Les conservateurs reviennent au pouvoir en Grande-Bretagne après treize années dans l’opposition. A 43 ans, leur chef David Cameron est devenu mardi l’un des plus jeunes Premier ministre de l’histoire du Royaume.
La Reine d’Angleterre a confirmé dans la soirée sa nomination, mettant fin à cinq jours d’incertitudes et de négociations acharnées.
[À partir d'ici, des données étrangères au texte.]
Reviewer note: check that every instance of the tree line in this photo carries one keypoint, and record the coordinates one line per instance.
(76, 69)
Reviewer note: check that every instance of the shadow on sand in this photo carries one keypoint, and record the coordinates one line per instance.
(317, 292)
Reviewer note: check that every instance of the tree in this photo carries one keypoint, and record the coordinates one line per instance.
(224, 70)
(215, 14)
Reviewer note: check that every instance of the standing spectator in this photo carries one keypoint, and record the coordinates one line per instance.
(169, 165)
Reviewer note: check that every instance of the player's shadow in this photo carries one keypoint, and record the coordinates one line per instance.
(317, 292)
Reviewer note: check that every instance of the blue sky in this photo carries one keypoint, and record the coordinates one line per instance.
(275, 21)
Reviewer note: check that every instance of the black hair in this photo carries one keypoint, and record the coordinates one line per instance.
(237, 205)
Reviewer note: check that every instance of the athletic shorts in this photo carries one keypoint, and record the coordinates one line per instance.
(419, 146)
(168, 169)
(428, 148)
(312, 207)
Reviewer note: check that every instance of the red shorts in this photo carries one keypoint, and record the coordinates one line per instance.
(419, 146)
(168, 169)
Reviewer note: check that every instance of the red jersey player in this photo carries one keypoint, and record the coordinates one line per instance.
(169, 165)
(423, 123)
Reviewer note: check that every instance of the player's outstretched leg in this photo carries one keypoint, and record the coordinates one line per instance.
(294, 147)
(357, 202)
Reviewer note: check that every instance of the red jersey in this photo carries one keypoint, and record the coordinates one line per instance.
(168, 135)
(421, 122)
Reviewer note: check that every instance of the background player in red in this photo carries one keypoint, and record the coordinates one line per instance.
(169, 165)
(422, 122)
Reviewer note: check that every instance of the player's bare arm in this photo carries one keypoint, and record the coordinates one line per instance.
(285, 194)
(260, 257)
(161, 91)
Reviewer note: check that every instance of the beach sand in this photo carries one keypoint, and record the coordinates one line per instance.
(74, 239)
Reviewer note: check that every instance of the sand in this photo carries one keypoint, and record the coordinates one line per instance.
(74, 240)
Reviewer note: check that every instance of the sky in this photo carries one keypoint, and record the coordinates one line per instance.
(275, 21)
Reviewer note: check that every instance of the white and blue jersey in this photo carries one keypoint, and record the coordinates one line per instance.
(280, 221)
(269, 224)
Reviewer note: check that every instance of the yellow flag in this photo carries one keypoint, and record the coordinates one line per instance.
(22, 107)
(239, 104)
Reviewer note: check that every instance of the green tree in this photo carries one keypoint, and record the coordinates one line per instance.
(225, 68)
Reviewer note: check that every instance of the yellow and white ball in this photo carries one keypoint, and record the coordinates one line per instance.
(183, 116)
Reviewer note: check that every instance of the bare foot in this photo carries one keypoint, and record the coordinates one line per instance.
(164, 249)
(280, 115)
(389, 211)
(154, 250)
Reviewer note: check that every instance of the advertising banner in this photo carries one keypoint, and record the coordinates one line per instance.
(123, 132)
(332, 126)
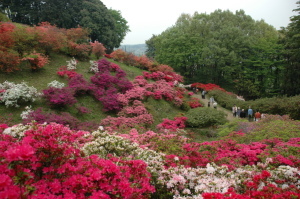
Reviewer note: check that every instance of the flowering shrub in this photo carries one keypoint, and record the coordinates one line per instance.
(59, 97)
(129, 117)
(204, 117)
(80, 51)
(26, 112)
(15, 94)
(195, 103)
(9, 60)
(72, 64)
(64, 118)
(56, 84)
(93, 67)
(62, 71)
(97, 49)
(173, 125)
(79, 85)
(47, 163)
(218, 182)
(107, 86)
(36, 60)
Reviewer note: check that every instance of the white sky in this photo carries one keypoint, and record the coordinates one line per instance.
(148, 17)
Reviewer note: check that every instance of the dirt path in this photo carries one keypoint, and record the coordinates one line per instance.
(206, 100)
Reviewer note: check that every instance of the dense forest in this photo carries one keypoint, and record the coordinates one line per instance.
(105, 25)
(249, 57)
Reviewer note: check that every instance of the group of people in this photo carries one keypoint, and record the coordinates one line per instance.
(250, 113)
(212, 102)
Les consevateurs étaient arrivés en tête des législatives de jeudi dernier, sans toutefois obtenir de majorité absolue, apte à gouverner.
Les libdems de Nick Clegg, arrivés en troisième position, derrière le Labour, s’étaient retrouvés en position de faiseurs de roi. Gordon Brown avait annoncé lundi dans un surprenant revirement l’ouverture de négociations avec les centristes, offrant de démissionner de la tête de son parti et donc du gouvernement, d’ici à l’automne, pour faciliter les discussions.
Cela n’a pas suffi, notamment en raison du refus de nombreux élus du Labour, qui préféraient prendre acte du camouflet subi par leur parti aux élections. Gordon Brown n’avait alors d’autre choix que de démissioner mardi soir, ouvrant la voie à David Cameron. Celui-ci a déclaré hier être parvenu à un accord pour gouverner à l’aide des libdems, sans toutefois préciser sur quelle base ils se sont mis d’accord.
David Cameron avait pris la tête des Conservateurs en 2005.
Très vite, il a fait d’un “conservatisme moderne et compatissant” sa profession de foi. Il a écarté la vieille garde du parti, a rajeuni et féminisé les cadres, et a recentré les Tories, qui adoptent des thématiques nouvelles : éducation, santé, environnement. La popularité de celui qui cultive l’image d’un homme accessible, bon père de famille, dope celle de sa formation. Mais il doit désormais diriger un pays en crise, à qui il a promis de “douloureux” sacrifices à venir.